А между тем, «если у товара двоякий характер, если он, с одной стороны, потребительная ценность, а с другой стороны, ценность меновая, то и труд, воплощенный в товаре, должен иметь двоякий характер»23.

Но все это, — быть может, прервет тут меня читатель — весьма элементарные вещи! — Что же делать? В полемике с автором «Азбуки политической экономии» приходится говорить и об азбуке политической экономии (без кавычек).

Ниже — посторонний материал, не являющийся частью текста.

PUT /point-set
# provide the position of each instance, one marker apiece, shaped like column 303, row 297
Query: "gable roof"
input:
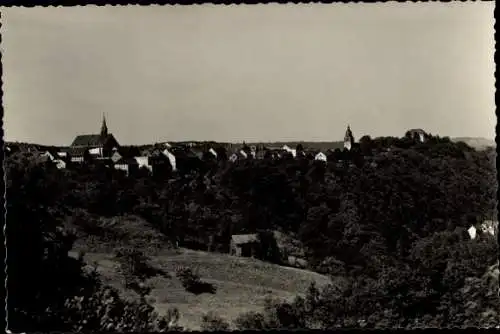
column 239, row 239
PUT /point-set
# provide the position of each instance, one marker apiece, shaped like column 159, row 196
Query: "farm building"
column 244, row 245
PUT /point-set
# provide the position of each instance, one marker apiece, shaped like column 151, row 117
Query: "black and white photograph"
column 250, row 167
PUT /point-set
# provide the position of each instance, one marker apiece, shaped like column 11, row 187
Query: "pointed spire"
column 104, row 128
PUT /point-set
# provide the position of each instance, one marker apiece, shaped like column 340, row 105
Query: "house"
column 116, row 156
column 143, row 162
column 60, row 164
column 128, row 165
column 244, row 245
column 417, row 134
column 212, row 151
column 320, row 156
column 486, row 227
column 289, row 150
column 472, row 232
column 96, row 145
column 159, row 162
column 233, row 157
column 171, row 158
column 489, row 226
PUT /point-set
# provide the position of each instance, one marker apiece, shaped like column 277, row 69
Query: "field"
column 242, row 283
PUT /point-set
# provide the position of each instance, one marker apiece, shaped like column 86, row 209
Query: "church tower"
column 104, row 128
column 348, row 139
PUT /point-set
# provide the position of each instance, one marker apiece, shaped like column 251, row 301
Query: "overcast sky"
column 248, row 72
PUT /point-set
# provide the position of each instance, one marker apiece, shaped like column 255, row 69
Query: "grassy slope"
column 477, row 143
column 242, row 283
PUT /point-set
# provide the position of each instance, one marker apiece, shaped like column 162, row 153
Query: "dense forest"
column 387, row 219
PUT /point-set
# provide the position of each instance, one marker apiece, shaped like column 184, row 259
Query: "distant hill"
column 476, row 142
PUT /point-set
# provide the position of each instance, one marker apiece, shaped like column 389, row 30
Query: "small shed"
column 244, row 245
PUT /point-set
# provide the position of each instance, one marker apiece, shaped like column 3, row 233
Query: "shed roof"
column 244, row 238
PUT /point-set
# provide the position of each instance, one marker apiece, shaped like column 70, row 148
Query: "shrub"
column 192, row 282
column 212, row 322
column 103, row 310
column 251, row 321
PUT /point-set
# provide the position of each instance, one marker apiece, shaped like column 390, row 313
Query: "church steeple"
column 348, row 138
column 104, row 128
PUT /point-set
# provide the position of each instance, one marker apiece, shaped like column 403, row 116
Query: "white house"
column 472, row 232
column 289, row 150
column 489, row 226
column 321, row 157
column 60, row 164
column 96, row 151
column 212, row 151
column 233, row 157
column 171, row 158
column 143, row 162
column 47, row 154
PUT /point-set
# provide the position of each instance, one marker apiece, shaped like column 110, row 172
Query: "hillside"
column 242, row 284
column 476, row 142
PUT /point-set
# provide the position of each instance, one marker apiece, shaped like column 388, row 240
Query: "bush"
column 212, row 322
column 192, row 282
column 251, row 321
column 103, row 310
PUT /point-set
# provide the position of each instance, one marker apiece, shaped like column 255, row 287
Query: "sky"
column 248, row 72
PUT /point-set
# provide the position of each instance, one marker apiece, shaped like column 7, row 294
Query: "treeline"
column 389, row 218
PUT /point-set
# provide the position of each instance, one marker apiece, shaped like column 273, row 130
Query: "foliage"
column 63, row 297
column 212, row 322
column 192, row 282
column 388, row 217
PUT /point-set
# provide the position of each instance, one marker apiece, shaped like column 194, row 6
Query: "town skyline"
column 265, row 73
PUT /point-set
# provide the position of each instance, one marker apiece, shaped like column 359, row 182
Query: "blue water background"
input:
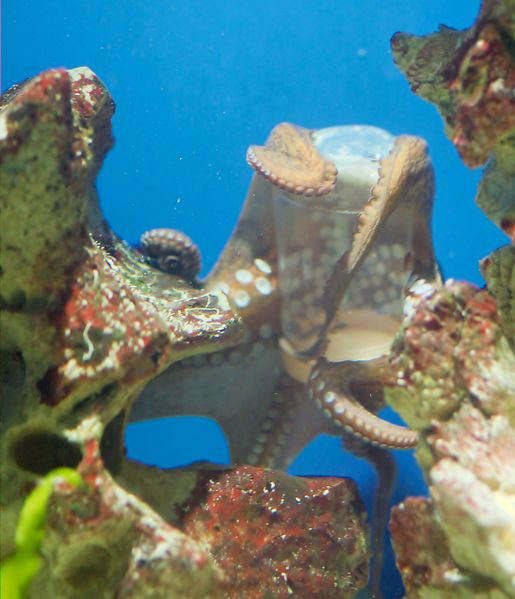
column 196, row 82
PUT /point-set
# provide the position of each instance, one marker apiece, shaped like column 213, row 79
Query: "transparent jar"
column 312, row 235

Итак, двойственность товара указывает на двойственный характер самого труда; но она указывает и на нечто большее. Ибо дальше Маркс снова возвращается к этому вопросу. Закончив анализ процесса труда вообще, Маркс переходит затем к общественно-обусловленной определенности и здесь констатирует ту же самую двойственность. «Мы видим, — говорит он, — что различие между трудом, поскольку он создает потребительную ценность, и тем же самым трудом, поскольку он создает ценность, различие, которое мы установили ранее путем анализа товара, теперь предстает перед нами как различие между разными сторонами процесса производства. Как единство процесса труда и процесса образования ценности, процесс производства является процессом производства товаров; как единство процесса труда и процесса возрастания капитала, он является капиталистическим процессом производства, капиталистической формой товарного производства24.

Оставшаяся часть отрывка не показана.